The docking studies revealed useful information with respect to interaction of butenolide derivatives with COX-II receptor. Oxygen of the methoxyl group of compound I showed one hydrogen bond interaction to hydroxy group of amino acid residue HOH902 and same group also formed another hydrogen bond with residue THR212. They are highlighted in yellow colour. H-bond with the HOH902 had a distance of 2.248 and with THR212 had a distance of 1.935. The compound I had Glide score of −6.55.

The nitrogen atom of the quinoline ring of compound XII, formed a strong hydrogen bond with THR206, and showed the distance of 2.221. The compound XII had highest glide score (−9.3) and lowest energy, i.e. −95.66 kJ/mol.

Glide score of standard drug Diclofenac was found to be 10.33, whereas the glide scores of selected compounds III, V, VI, VII, IX, XII, and XIV were found as −9.14, −8.66, −8.03, −8.12, −8.47, 9.39, and 9.03, respectively. These glide scores data indicated that interaction of selected compounds was comparable to standard drug Diclofenac. Moreover, from the literature we found that Glide score of Celecoxib (Bhandari et al., 2009) was found to be −11.37, which was also comparable to hypothetical compounds. The results of glide score were further validated by calculation of conformational energy of Diclofenac (−33.57 kJ/mol) and Celecoxib (−43.7 kJ/mol), which was higher than the hypothetical compounds used in the study. The compounds that had highest glide score and lowest conformational energy, can be used for further drug designing and also provides a way to synthesize new potent compounds in laboratory. The most potent compound of our study was XII, which was having highest glide score and lowest conformational energy.

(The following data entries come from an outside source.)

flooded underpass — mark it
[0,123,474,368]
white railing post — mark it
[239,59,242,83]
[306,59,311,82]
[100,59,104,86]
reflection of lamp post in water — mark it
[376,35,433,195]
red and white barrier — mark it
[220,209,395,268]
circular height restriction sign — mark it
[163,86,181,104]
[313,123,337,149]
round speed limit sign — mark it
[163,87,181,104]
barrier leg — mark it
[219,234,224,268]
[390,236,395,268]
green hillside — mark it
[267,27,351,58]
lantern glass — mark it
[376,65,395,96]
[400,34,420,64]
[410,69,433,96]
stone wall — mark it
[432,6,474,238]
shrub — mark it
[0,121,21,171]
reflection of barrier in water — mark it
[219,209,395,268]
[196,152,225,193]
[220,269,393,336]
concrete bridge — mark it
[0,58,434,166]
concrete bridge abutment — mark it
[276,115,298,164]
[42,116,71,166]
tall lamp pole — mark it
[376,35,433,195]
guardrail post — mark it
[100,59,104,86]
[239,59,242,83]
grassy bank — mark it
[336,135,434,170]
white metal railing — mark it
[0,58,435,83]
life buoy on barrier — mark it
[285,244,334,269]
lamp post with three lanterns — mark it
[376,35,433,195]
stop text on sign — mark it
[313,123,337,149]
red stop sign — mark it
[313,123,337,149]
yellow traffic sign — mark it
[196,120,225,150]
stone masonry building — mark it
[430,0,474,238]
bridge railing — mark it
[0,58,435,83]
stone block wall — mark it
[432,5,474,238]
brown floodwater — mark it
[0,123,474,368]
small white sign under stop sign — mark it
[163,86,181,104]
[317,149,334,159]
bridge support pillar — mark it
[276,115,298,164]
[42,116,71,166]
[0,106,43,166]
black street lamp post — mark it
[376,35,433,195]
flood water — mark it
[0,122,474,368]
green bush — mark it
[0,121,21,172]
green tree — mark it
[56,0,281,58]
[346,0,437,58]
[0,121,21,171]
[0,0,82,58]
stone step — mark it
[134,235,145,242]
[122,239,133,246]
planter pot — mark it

From the graph shown in Fig. 10, we found that there was a good correlation between glide score and conformational energy. As the conformational energy decreases, glide score increases in the same passion. The highest is glide score, lowest is conformational energy and compound is more stable in binding pocket.

Fig. 10
figure 10

Plot of glide score of the docked poses against the conformational energy

Conclusion

Docking studies have helped us to know about the binding modes of the furanones to elicit their COX-II inhibitory activity. These investigations were found to be very useful during the synthesis of selected compounds, which were more potent and selective COX-II inhibitors. Moreover it was also proved from above discussion that geometry of receptor plays important role in defining drug action.